La gente en gradas se puso de pie para poder disfrutar y cantar cada canción como es debido. Además, no sería muy rockero de nuestra parte estar sentados cuando la vibra de la banda estaba en su punto más alto, aun con los detalles técnicos del audio. Gracias a ello, hubo algunos ligeros cambios en el orden del setlist; detalles que solo los más clavados en la banda notaron. Aunque, he de decir, la omisión de “Civil War” sí la resentimos varios de los seguidores, como un pequeño hueco en el corazón del repertorio.
“¿Qué opinas del viejo Axl?”, preguntó un fan al terminar el concierto a su acompañante. El otro respondió: “Bien, aunque salía cada tres canciones por su pasón de oxígeno.” Ambos rieron, al igual que algunas personas a su alrededor. Pero para ser justos con el buen Axl, hay que decir que cada tres canciones salía del escenario principalmente para hacer cambios en su vestuario: desde chamarras más vaqueras y camisas de colores, hasta sacos con brillantes. Axl interpretó, cantó y además nos dio looks dignos de una estrella de rock, mientras el resto de la banda se dedicaba a complacer a sus seguidores con solos de batería, guitarra y bajo. Y sí: esa actitud de estrella es parte del encanto. Parte del show.
Tanto Slash como Duff se dieron el lujo de tener una interpretación propia, en donde Axl dejó el escenario y las estrellas fueron ellos. Aunque, vamos a ser honestos: Slash brilla en cada canción. Su presencia, ese caminar casi felino y su maestría en la guitarra lo hacen destacar y convertirse en un imán hipnótico para la mirada del público. Sus solos, cargados de técnica pero también de sentimiento, le recordaron a todos por qué su silueta —sombrero de copa, rizos salvajes y Gibson en mano— se convirtió en un símbolo universal del rock. En “Sweet Child O’ Mine”, el estadio entero terminó atrapado en su solo, como si hubieran regresado a 1987 por unos segundos.
En esta noche de cierre, la gente acompañó con las luces de su celular a la banda en “Patience”, gritó a todo pulmón con “Live and Let Die” y sí, algunos lloraron con “November Rain” y “Don’t Cry”. Pero la joya de la corona y el descontrol total llegó al final del show con una entrega absoluta en “Paradise City”: las cervezas volaron, los cuerpos saltaron y el olor a esa plantita mágica se intensificó en cada rincón del Estadio GNP, mientras los fuegos artificiales sellaban la que, probablemente, será recordada como una de las noches más potentes del rock en la Ciudad de México.
Al final, cuando las luces se encendieron y el humo se disipó, quedó claro que hay bandas que no necesitan presentaciones ni explicaciones; simplemente existen y resuenan en la memoria colectiva.

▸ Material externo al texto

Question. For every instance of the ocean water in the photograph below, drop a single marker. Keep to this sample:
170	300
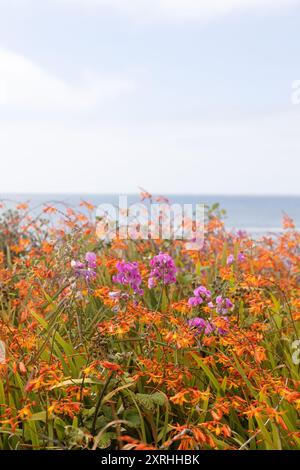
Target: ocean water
256	214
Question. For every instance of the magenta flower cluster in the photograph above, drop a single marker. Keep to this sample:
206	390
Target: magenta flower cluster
129	275
87	270
163	270
240	258
201	294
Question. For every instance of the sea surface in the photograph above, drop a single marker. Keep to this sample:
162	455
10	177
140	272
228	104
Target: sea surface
255	214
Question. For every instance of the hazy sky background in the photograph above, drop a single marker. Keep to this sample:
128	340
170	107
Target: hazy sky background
182	96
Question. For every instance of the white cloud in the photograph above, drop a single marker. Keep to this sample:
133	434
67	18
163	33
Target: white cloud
181	9
26	85
257	155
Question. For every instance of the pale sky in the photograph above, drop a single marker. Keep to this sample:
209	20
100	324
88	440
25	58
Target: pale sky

Guns N’ Roses volvió a recordarnos por qué el rock se defiende en vivo: imperfecto, ruidoso, rebelde, con olor a cerveza y guitarras incendiarias. Y mientras esa esencia siga latiendo en el escenario, habrá quien levante el puño, encienda la luz del celular y grite a todo pulmón que el rock no ha muerto… ni piensa hacerlo.